Rumoured private sector IR35 reform top contractors' concerns.

Words, hubbul

As speculation surrounding potential private sector IR35 reform gains momentum, 48% of UK contractors have revealed that it is currently their number one business concern.

While public sector bodies and recruitment agencies slowly get to grips with recent changes to IR35 in the public sector, speculation is mounting that similar changes will be rolled out into the private sector before long.

New research carried out by contractor tax adviser, Qdos Contractor, has revealed that ongoing uncertainty around the long-term future of IR35 is in fact having a negative impact on UK contractors.

The survey, with 777 respondents concluded that just under half (48%) of contractors are most worried by the potential prospect of public sector IR35 reform, outstripping the 18% of contractors who fear increasing competition for contracts by a telling 30%.

17% of independent workers surveyed place the lack of support for the self-employed as their top business concern, while 10% revealed recent public sector IR35 reform is the biggest threat to their business. Just 7% listed other concerns such as Brexit, declining day-rates and issues surrounding scaling up as a business as their biggest worry. 

That almost one in two independent workers have voiced mounting concern over the future of IR35 suggests clarity is needed, explained Qdos Contractor CEO, Seb Maley.

“While murmurs surrounding any changes to private sector IR35 remain rumours at this stage, we urge the Government to learn from previous mistakes and quickly end any confusion and uncertainty on the matter.

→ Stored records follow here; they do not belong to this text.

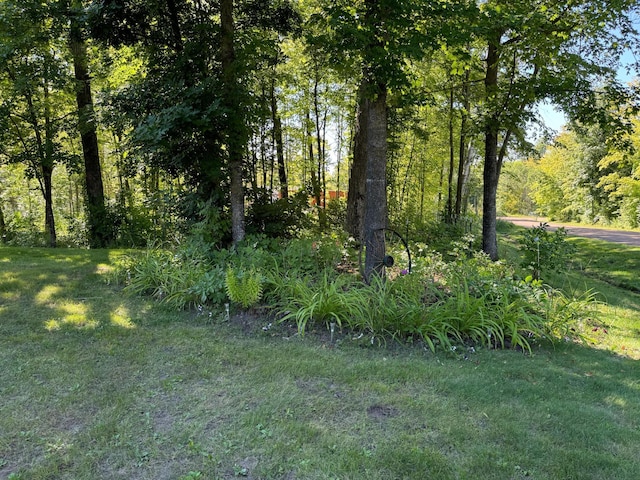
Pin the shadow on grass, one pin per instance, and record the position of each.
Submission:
(53, 289)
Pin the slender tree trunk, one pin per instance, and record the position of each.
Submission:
(375, 216)
(357, 177)
(277, 136)
(235, 128)
(450, 218)
(491, 161)
(96, 214)
(3, 227)
(322, 214)
(49, 219)
(463, 145)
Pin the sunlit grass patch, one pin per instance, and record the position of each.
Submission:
(72, 314)
(47, 293)
(121, 318)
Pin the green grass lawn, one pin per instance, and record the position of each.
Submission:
(98, 385)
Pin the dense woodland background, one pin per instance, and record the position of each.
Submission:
(130, 122)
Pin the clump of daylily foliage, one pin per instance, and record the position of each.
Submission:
(459, 298)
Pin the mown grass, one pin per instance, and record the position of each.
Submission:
(95, 384)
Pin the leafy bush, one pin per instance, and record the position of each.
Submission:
(545, 250)
(284, 217)
(243, 286)
(329, 300)
(180, 279)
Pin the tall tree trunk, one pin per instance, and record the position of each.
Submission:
(491, 172)
(375, 216)
(320, 198)
(49, 219)
(463, 144)
(3, 227)
(277, 136)
(235, 128)
(357, 175)
(450, 218)
(96, 213)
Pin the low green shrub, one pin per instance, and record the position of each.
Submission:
(543, 249)
(329, 299)
(243, 286)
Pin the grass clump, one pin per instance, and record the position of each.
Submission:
(149, 392)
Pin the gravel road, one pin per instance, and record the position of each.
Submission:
(609, 235)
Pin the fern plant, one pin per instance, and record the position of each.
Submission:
(243, 286)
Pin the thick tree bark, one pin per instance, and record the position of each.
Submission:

“Economically and socially speaking, freelancers and contractors are vital to the UK. They should not be left in the dark. Recent changes to public sector IR35 caused panic among contractors, public sector engagers and agencies. And while the dust has somewhat settled as hirers begin to get to grips with reform, a repeat performance in the private sector would not be wise.”

While private sector reform would be not be popular among contractors, the largest proportion (36%) would not be deterred from working independently, should speculated changes be confirmed. This should give the UK Government food for thought, stated Seb Maley.

“It does however speak volumes of UK contracting that the largest proportion of contractors would continue working this way regardless of any potential changes to private sector IR35. The vast majority of the UK’s independent workforce choose to work this way for the freedom and control it brings, rather than any tax advantages.”

The overriding message from leading industry voices is that potential reform to the private sector can in fact be managed. However, this hasn’t stopped 33% of contractors from revealing that they would consider going employed should private sector reform be announced. The remaining 31% suggested they would look into alternative careers, emigrate to contract overseas or even consider an early retirement.

“One third of contractors surveyed revealed they would consider employment if private sector IR35 reform is enforced. This sends a clear, strong signal to Government that reform to private sector IR35 should be avoided,” added Maley.